With its penchant for progressive causes, extending back to its suffragist roots, the League seems an unlikely partner for wwe. The League’s record was described by one of its former presidents as “pricking the conscience of our public life.” The very sight of Maxwell, a demure-looking woman in her sixties, at the wwe headquarters here in Stamford seems incongruous. This is, after all, a company whose wrestling events have featured women in bikinis performing sexually suggestive acts with cream pies. The League brings Smackdown Your Vote! a credibility that might otherwise be lacking.

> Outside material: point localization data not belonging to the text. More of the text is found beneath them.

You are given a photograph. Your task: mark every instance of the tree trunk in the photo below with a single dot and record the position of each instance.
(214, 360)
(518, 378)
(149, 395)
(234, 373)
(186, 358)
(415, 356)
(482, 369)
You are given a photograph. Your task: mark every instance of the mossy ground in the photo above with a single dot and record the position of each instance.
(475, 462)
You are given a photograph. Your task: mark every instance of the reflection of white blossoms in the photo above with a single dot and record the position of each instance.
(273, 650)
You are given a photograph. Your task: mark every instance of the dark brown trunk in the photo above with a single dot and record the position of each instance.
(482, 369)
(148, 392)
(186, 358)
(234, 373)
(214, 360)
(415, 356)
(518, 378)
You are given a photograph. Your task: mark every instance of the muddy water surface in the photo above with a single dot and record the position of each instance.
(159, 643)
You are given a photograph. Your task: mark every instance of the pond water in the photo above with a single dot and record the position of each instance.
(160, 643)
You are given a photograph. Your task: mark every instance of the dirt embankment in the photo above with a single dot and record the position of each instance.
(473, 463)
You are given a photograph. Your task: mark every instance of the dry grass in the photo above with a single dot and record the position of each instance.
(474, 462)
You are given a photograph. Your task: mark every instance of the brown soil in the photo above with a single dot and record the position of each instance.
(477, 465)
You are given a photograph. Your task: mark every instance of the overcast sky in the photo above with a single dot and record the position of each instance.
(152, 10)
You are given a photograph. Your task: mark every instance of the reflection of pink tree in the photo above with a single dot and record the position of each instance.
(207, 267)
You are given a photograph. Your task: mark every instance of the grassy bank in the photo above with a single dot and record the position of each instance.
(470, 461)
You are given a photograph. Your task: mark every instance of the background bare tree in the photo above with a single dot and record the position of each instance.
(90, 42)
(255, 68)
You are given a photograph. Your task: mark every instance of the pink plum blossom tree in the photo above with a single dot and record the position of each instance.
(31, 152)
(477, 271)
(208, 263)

Its involvement, admits Davis, “makes a big difference in terms of how seriously people take what we’re doing.

“If Maxwell recognizes the contradiction embodied by the partnership, she doesn’t admit it. “Groups don’t have to come together and buy into everything the other does,” Maxwell explains during the meeting with Davis and me. “A few people have raised concerns. But our partnership is not meant to be a comment one way or the other.” At this point, Davis jumps in. “American democracy is inclusive, and this is a very inclusive partnership,” he argues. “Why can’t guys with green hair and women with blue hair be together?

“After the meeting, waiting for the elevator, the three of us face a wall of televisions. “Diva Search” is playing, a televised contest featuring scantily clad women; the winner gets $250,000 and the chance to be a wwe pin-up girl. On the screen, a contestant has collapsed into a fit of giggles. Her image bounces up and down across a dozen oversized television screens, in perfect silicon-enhanced unison. Davis and Maxwell watch the screens uncomfortably, as the seconds tick by in silence.

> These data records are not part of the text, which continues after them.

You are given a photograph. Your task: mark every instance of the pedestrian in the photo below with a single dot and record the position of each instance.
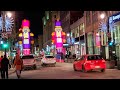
(18, 63)
(0, 64)
(5, 65)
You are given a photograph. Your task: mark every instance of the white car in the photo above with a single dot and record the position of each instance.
(48, 60)
(29, 61)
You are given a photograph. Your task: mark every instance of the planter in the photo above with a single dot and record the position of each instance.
(110, 64)
(118, 65)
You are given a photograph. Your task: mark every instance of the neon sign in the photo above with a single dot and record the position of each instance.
(114, 18)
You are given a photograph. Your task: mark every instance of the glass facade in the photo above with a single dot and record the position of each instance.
(89, 42)
(116, 35)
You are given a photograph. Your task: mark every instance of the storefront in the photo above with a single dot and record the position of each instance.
(90, 42)
(114, 27)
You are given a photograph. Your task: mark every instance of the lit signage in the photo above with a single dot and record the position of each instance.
(65, 44)
(26, 41)
(25, 34)
(114, 18)
(59, 40)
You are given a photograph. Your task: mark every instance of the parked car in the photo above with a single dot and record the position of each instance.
(48, 60)
(29, 61)
(89, 63)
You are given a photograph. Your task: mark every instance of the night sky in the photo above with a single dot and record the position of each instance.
(35, 18)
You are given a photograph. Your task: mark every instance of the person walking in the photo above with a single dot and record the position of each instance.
(4, 67)
(0, 65)
(18, 63)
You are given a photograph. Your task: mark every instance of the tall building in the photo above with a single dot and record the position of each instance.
(69, 17)
(48, 26)
(40, 42)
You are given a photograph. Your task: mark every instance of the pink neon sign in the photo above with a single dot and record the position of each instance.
(26, 23)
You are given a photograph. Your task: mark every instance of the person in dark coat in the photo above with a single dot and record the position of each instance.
(4, 67)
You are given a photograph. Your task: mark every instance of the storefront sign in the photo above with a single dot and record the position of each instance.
(114, 18)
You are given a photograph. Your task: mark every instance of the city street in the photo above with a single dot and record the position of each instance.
(65, 71)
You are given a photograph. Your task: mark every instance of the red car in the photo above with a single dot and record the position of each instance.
(89, 63)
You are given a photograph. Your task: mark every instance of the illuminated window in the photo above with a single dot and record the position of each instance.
(59, 40)
(26, 41)
(25, 34)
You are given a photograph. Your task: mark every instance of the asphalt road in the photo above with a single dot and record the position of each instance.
(65, 71)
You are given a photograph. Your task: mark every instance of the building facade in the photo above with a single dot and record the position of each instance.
(49, 27)
(78, 31)
(40, 42)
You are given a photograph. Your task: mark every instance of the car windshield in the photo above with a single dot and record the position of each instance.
(28, 57)
(49, 57)
(94, 57)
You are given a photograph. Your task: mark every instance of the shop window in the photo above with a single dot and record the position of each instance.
(54, 16)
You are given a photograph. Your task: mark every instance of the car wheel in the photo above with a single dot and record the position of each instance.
(74, 68)
(83, 69)
(103, 70)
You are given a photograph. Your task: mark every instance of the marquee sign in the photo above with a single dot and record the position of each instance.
(114, 18)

In the end, the only measure of the effectiveness of this odd partnership is whether it makes a difference. Davis thinks it already has. His favourite story is about a woman in Pennsylvania who heard on the radio that wwe would feature voter-registration desks at its events. The woman drove her sons nearly an hour from their home to a wwe wrestling match, registered them, then promptly turned around and drove them home again. She wasn’t a wrestling fan. She simply didn’t know how else to register her sons to vote.

Davis recognizes the tale cuts both ways. “Those stories show how our program is helping to make a difference,” he notes proudly. “But it’s also a sad state of affairs when a television program about professional wrestling is providing the major civic lessons to Americans.”